A little girl suffering from cerebral palsy could have escaped that illness if she had been born mere minutes earlier, according to a B.C. Supreme Court judge, who found the attending doctor and nurse liable for negligence during the birth.
Mirella Rochelle Steinebach was born on March 31, 2005, at Surrey Memorial Hospital. Now five, she suffers from severe cerebral palsy, caused by oxygen deprivation when her placenta separated from her mother's uterus shortly before birth.
In a decision issued on Monday, Judge Ian Pitfield ruled that the Steinebachs' family physician Dr. Jodi Lock O'Brien and Charito Hermogenes, a nurse at the hospital, were both liable for negligence during Mirella's birth.
Mirella was born at 5:37 a.m. According to the judge's decision, the oxygen deprivation that caused her cerebral palsy occurred less than half an hour earlier, or sometime between 5:17 and 5:27 a.m.
"It follows that if Mirella had been delivered at any time before 0517 hours, it is more likely than not that she would not have suffered hypoxic-ischemic encephalopathy," or the destruction of brain damage caused by oxygen deprivation, Pitfield wrote in his decision.
Several warning signs should have convinced Dr. O'Brien to consult an obstetrician -- including a "gush of blood" at home before mother May Steinebach visited the hospital, her abnormally low weight gain during pregnancy, her gestational diabetes, and a Streptococcus infection, according to the judge.
"Dr. O'Brien owed a duty to Ms. Steinebach to consult with an obstetrician regarding the appropriate course for the management of the labour," Pitfield wrote.
Her decision not to speak to a specialist "resulted from a brief, incomplete and inadequate examination."
Pitfield also found that Hermogenes, the attending nurse, failed to consistently monitor the fetal heart rate and inform O'Brien of marked changes in that rate in the hour leading up to Mirella's birth.
"If Dr. O'Brien had appropriately assessed Ms. Steinebach and the fetus…and if Nurse Hermogenes had reported her observations to Dr. O'Brien…Mirella would have been delivered before 0517 hours and before the onset of harm," the judge ruled in finding that negligence was the root cause of Mirella's condition.

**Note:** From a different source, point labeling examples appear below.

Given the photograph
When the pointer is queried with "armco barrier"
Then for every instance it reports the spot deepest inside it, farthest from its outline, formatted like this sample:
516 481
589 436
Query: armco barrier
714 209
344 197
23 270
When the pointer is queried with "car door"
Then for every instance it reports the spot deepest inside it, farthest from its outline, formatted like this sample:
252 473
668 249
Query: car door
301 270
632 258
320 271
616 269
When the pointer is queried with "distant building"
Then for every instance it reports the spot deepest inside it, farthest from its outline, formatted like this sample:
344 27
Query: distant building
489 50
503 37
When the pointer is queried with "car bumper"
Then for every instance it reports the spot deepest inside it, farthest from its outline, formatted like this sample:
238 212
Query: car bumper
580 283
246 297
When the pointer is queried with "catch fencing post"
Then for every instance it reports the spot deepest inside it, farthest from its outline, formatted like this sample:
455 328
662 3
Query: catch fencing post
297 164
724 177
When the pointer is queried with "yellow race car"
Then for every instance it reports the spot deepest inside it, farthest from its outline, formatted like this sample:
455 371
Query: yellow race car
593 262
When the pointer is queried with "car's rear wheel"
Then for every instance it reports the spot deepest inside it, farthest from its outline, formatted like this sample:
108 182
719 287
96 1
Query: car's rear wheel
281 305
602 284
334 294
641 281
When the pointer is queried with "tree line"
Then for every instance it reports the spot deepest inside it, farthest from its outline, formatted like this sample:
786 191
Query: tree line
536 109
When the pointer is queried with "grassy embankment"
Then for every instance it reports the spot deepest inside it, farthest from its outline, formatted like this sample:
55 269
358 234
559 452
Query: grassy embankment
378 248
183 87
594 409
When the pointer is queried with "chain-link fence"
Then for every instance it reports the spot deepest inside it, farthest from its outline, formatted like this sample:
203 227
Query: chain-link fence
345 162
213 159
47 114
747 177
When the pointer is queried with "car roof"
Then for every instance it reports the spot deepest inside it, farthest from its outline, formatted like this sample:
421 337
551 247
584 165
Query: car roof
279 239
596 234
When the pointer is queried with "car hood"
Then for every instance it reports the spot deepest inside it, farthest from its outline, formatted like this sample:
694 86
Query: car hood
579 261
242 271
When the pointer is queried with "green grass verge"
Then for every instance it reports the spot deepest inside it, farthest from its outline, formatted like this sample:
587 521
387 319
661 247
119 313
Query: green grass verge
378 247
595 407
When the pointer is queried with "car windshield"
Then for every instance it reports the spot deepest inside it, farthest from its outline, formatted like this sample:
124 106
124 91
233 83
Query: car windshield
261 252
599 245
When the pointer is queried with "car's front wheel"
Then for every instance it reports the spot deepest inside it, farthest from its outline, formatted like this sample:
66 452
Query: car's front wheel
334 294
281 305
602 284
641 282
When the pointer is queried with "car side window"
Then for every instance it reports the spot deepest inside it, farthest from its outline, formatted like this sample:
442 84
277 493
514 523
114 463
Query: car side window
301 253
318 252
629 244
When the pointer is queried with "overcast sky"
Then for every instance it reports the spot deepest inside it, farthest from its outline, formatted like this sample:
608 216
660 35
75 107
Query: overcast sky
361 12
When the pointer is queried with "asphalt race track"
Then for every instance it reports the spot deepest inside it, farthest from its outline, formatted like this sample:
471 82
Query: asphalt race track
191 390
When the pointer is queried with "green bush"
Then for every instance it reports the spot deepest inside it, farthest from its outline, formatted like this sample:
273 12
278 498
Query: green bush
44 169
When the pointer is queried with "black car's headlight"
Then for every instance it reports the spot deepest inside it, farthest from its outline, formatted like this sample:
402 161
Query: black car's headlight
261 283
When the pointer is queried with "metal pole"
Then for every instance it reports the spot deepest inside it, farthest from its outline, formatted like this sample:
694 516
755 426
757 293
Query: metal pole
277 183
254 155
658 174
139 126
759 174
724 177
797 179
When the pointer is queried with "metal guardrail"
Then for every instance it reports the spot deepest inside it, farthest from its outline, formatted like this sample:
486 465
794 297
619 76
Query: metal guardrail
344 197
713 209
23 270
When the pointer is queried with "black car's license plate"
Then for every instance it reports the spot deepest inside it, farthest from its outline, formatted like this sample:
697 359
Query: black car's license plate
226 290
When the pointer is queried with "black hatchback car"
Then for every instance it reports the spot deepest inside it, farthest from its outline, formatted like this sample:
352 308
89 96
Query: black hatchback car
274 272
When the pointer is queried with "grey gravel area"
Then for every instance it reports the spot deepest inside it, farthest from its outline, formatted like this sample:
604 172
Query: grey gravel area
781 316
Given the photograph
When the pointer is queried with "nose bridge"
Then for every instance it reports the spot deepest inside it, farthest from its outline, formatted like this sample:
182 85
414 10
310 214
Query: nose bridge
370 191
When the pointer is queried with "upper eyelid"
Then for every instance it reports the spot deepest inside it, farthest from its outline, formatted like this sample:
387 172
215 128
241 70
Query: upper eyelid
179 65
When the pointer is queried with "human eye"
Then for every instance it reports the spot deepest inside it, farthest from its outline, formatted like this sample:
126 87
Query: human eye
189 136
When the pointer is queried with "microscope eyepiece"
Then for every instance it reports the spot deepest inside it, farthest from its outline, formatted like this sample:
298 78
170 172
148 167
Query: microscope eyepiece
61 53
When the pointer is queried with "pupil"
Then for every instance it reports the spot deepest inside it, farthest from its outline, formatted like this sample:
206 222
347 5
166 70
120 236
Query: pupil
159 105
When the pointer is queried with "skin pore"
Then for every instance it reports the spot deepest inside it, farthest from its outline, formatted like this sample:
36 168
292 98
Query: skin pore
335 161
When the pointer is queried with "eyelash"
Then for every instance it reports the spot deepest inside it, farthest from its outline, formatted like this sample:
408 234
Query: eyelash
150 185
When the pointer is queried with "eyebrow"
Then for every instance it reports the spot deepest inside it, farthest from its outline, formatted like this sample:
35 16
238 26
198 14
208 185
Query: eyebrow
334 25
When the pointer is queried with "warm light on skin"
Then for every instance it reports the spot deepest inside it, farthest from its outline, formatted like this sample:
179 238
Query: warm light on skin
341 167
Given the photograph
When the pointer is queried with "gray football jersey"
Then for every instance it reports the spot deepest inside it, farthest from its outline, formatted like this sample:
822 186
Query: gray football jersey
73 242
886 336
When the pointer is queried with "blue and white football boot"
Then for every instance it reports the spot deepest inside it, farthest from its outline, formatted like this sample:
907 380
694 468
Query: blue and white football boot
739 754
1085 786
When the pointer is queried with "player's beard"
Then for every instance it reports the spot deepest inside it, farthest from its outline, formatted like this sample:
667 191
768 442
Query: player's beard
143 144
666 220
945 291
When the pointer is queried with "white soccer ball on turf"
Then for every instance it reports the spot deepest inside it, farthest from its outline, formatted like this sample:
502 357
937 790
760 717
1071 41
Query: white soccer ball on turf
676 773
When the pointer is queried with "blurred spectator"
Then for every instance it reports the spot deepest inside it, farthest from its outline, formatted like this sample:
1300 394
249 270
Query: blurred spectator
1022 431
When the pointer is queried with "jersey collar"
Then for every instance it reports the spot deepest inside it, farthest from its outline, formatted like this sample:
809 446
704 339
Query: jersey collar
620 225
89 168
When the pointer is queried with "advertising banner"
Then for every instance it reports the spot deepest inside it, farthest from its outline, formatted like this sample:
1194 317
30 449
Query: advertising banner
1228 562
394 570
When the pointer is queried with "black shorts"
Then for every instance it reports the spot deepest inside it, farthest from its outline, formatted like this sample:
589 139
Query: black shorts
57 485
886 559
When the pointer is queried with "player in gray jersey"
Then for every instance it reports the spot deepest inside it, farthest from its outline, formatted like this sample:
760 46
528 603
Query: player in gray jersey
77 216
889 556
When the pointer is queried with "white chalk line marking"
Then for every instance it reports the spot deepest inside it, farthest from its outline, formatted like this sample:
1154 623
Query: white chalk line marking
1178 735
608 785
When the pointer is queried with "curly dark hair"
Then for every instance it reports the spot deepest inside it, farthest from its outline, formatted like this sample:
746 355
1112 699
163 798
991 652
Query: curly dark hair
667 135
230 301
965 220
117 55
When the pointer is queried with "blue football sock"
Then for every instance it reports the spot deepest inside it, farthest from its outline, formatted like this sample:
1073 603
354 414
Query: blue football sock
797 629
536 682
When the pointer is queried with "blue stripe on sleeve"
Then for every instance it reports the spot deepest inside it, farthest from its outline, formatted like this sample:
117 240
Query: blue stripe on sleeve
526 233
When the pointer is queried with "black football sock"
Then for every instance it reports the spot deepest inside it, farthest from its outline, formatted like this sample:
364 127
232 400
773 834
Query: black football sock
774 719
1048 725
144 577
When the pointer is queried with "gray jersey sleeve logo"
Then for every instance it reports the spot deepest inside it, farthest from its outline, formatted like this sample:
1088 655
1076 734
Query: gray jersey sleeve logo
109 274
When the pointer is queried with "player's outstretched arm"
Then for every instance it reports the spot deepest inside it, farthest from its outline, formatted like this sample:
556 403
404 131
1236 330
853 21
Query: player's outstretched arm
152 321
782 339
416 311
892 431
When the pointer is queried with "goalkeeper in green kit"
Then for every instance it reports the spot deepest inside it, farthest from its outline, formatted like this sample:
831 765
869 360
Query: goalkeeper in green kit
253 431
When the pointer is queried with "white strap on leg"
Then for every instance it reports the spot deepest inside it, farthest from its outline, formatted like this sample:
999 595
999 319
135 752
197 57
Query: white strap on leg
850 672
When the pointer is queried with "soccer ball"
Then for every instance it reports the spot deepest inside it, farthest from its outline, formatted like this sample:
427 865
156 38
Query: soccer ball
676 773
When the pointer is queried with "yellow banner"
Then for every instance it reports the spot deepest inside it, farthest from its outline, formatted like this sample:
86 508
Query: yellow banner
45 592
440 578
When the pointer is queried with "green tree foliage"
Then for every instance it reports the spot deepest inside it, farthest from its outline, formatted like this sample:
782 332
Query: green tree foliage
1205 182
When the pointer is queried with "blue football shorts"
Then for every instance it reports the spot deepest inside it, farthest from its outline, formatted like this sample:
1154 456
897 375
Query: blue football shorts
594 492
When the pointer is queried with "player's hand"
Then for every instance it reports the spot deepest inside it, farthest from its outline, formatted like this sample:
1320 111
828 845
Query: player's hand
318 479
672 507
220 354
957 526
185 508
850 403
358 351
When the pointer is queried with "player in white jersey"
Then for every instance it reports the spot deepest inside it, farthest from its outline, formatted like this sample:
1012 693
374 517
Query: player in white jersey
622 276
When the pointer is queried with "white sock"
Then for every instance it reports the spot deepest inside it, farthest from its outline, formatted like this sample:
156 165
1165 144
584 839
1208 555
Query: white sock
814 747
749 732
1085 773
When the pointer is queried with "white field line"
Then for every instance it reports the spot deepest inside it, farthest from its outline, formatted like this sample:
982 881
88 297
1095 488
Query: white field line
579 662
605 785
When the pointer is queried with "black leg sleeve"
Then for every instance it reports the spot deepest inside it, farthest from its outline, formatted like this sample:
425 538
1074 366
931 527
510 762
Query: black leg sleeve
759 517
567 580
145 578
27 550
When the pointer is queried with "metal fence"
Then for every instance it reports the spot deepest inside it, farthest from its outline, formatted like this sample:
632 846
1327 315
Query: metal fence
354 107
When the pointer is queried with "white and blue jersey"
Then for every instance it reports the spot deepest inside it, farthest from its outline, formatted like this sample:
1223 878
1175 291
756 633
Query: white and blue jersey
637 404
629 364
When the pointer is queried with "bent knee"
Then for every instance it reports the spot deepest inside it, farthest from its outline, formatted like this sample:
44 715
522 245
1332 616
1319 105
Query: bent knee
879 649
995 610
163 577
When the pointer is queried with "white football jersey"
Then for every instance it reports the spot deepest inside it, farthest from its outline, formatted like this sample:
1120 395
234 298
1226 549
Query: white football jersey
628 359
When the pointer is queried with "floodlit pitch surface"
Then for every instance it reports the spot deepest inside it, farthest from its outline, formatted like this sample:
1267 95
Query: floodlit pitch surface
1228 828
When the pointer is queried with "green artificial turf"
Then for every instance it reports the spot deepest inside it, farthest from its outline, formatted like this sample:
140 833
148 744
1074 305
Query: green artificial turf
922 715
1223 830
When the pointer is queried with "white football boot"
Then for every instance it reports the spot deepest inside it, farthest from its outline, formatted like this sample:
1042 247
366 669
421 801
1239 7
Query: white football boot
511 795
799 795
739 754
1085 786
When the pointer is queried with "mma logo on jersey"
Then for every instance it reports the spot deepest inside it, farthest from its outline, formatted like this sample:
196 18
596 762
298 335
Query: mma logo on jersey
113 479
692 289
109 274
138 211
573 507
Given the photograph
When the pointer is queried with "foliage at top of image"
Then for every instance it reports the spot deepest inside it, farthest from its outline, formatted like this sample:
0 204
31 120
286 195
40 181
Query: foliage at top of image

The exact amount of damages to be paid out in the civil suit has yet to be finalized, but initial estimates by Pitfield put the dollar value at around $730,000.
A ‘wonderful little girl'
The Steinebach family's lawyer Donald Renaud told ctvbc.ca that Mirella will soon begin attending school.
"She's a wonderful little girl," he said. "She's got a big dimple and she'll break your heart."
Her condition, he added, is a "real tragedy." In Pitfield's ruling, he wrote that Mirella is not likely to live past the age of 20.
But the family is satisfied with the judge's decision, Renaud said.
"We're very pleased."
He said that he's handled similar cases in the past, and doesn't expect that this one will be the last.
"I think it's unfortunate that there is such a high rate of cerebral palsy, and a certain proportion of that is as a result of the birth process and preventable errors that are not properly investigated."
As Hermogenes's employer, the Fraser Health Authority was found vicariously liable in the judge's decision. Spokespeople for the health authority did not respond to requests for comment by press time.
Contact information for Dr. O'Brien could not be located, and her lawyers did not respond to requests for comment by press time.
The defendants have 30 days to file an appeal.